#469 teitodocx: <note> in <cell> yields unopenable docx

closed-fixed
5
2012-11-25
2012-11-07
No

== Summary ==

teitodocx: <note> in <cell> yields unopenable docx

== Versions ==

teitodocx is run on Ubuntu 12.10

$ dpkg-query -W tei-p5-xsl2
tei-p5-xsl2 6.18

Microsoft Office is run in MS Windows XP with SP3 installed.

Microsoft Office 2010 Version: 14.0.6123.5001
(Thank you, Microsoft, for making the version string unselectable so that I can't just cut and paste it.)

== How to Reproduce ==

1. Download the attached zip file.

2. Unzip. Cd into directory.

3. Execute:

$ make

This will produce test1.docx and test2.docx from the corresponding test1.xml and test2.xml files. The only difference between test1 and test2 is the presence of a <note> inside a <cell> in test1.xml. The note is absent in test2.xml:

$ diff test1.xml test2.xml
23c23
< <cell>= more blah<note>gaga</note></cell>
---
> <cell>= more blah</cell>

The docx files should show an equivalent difference, expressed in the docx format.

== Expected Results ==

I would expect test1.docx and test2.docx to open normally in Word 2010.

== Actual Results ==

test1.docx causes Word to generate a terse error message. The file cannot be opened.

test2.docx opens normally.

== Observations ==

I'm no Office OpenXML expert so take the following with a whole cup of salt.

Adapt the following to your OS and editor or validator of choice:

$ mkdir t
$ cd t
$ unzip ../test1.docx
$ cd word/

# The next command merely improves readability.
$ xmllint --format document.xml > document.fmt.xml

$ emacsclient document.fmt.xml

M-x nxml-mode if needed, and set the schema to point to Office OpenXML's appropriate rnc.

There will be two groups of errors reported by nxml mode:

- The presence of @w:type on w:gridCol elements multiple times, which happens to be harmless right now. (Yet, looking at ISO/IEC 29500-1:2012(E) section 17.4.16, I do not see w:gridCol accepting @w:type.)

- The presence of a <w:r> element in the wrong place (on line 52). This is is what causes Word to bail. It occurs only once in test1.docx.

Upon replacing document.xml with a version which does not have the offending <w:r>, Word can open the document.

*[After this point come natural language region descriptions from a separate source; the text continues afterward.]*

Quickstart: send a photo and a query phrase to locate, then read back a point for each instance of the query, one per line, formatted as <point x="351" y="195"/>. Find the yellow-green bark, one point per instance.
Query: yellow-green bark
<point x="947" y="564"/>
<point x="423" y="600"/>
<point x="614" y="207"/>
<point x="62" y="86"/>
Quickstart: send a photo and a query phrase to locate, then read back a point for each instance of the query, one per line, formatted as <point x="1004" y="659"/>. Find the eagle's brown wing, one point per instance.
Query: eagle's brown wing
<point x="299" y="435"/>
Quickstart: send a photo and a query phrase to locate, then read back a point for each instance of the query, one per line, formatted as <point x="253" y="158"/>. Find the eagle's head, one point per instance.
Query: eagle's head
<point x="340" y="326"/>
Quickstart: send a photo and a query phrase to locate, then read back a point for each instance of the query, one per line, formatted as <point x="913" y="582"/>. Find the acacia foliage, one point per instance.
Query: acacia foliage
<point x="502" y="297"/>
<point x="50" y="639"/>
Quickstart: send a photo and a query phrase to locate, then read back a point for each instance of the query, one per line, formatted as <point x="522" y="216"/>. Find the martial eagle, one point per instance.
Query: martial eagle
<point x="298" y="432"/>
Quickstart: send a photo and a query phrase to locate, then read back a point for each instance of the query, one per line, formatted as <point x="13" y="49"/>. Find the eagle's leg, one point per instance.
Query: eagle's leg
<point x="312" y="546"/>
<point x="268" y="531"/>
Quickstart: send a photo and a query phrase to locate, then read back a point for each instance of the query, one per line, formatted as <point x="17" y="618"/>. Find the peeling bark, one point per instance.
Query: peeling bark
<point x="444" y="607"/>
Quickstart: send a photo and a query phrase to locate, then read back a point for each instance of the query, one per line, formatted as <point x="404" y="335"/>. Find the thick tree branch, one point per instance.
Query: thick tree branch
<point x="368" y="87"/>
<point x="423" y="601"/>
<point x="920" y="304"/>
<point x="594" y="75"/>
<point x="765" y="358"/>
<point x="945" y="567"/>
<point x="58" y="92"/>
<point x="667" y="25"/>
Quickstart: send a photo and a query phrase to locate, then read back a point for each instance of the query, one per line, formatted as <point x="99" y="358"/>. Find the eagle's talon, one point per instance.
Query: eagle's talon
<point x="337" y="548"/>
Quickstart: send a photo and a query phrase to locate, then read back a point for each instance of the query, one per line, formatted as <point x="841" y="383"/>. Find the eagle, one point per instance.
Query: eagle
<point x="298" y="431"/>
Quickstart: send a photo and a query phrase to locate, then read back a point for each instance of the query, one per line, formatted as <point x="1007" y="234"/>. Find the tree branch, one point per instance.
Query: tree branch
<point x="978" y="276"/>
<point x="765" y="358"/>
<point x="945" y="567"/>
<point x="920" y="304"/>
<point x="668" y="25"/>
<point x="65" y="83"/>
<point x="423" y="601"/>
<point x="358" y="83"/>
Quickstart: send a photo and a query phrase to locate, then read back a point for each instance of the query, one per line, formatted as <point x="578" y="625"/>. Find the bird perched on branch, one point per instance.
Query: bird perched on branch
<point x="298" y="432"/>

As noted above, the errant occurrences of @w:type do not seem to cause any ill effect.

For what it is worth, both files crash libreoffice. I do not know why but I'm tempted to think the problem is libreoffice, because I've removed all errors reported by nxml-mode and still libreoffice crashes. Here's the version used:

$ dpkg-query -W libreoffice-common
libreoffice-common 1:3.6.2~rc2-0ubuntu3

Discussion

1 2 > >> (Page 1 of 2)
  • files illustrating the bug

     
    Attachments
  • i hate the <note> element more than I can explain. I will attempt to debug this and fix

     
  • Yeah, I've had to override the default processing for <note> for my own purposes sometimes. It was not fun.

    I've investigated this bug further because I need to be able to move forward with files that I can open, even if they are not quite what I want format-wise.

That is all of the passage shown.